Ben dizinin anlattığı şeyi anladım, 8 bölüm de izledim. İkinci sezonunun nasıl bir hikayeyle geleceğini de merak ediyorum çünkü vapur da uçakta pistten çıktı.
Umami
Bu izlediğim üçlü arasında “Şimdi nereden başlasam?” diye düşündüğüm bir film olmuş. Yarım saatinden sonra keşke bu işi biraz daha nötrleştirip, tek bir karaktere daha yoğunlaşıp festival filmi yapsalarmış diye düşündüm. Bir yerden sonra merak duygusu da kendi içinde yenilmeye başlıyor.

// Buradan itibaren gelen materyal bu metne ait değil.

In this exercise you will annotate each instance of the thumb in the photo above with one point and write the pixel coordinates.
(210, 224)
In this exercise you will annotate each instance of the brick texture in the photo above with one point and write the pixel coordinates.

Film, bir restoranın yoğun bir akşam yemeği hazırlığını ve o akşam yaşanılanları veriyor. Her bir karakterin kendi dünyasıyla birlikte... Bir yazar için karakter analizi yaparken muhteşem bir detay olmalı, ama hikaye olarak ne hissettin diye sorarsanız ne anlayacağımı bilemem. Bence anlatılmak istenen de bu olmuş, hikayenin hikayesizliği...
Bazı filmler sadece karakter dünyasını ele alır. Biz her bir karakterin iç dünyasına, dış dünyasına ayrı ayrı bakarız. Burak Deniz’in baş şeflerden ve mekanın ortağı olarak pasif bir karakteri yansıttığını gördüm. O mutfağın içinde, hayatın içinde, kendi içindeki kalabalığın içinde kaybolmuş bir adam. Babası ameliyata girecek restoranı bırakamıyor, ama restoranda da sözünü geçiremiyor. Tam bir sıkışmışlık hissini yansıtmış.
Hikayenin içinde aşk yoktu. Tabi ki her filmin içinde aşk olmak zorunda değil ama son zamanlarda duyduğum en sık şey bir hikayenin bel kemiği aşk aşk aşk... Ben izlerken hep bir yerlerden şapkadan tavşan çıkacak diye bekledim ama çıkmadı. İzlediğimiz dizi filmlere bakarsak farklı bir iş olmuştu. Trende geçen bir gece, havalimanında bir gün gibi restoranın arka mutfağını veren, yemeklerin nasıl zor çıktığını gösteren bir filmdi. Seyircisini bulmasını dilerim.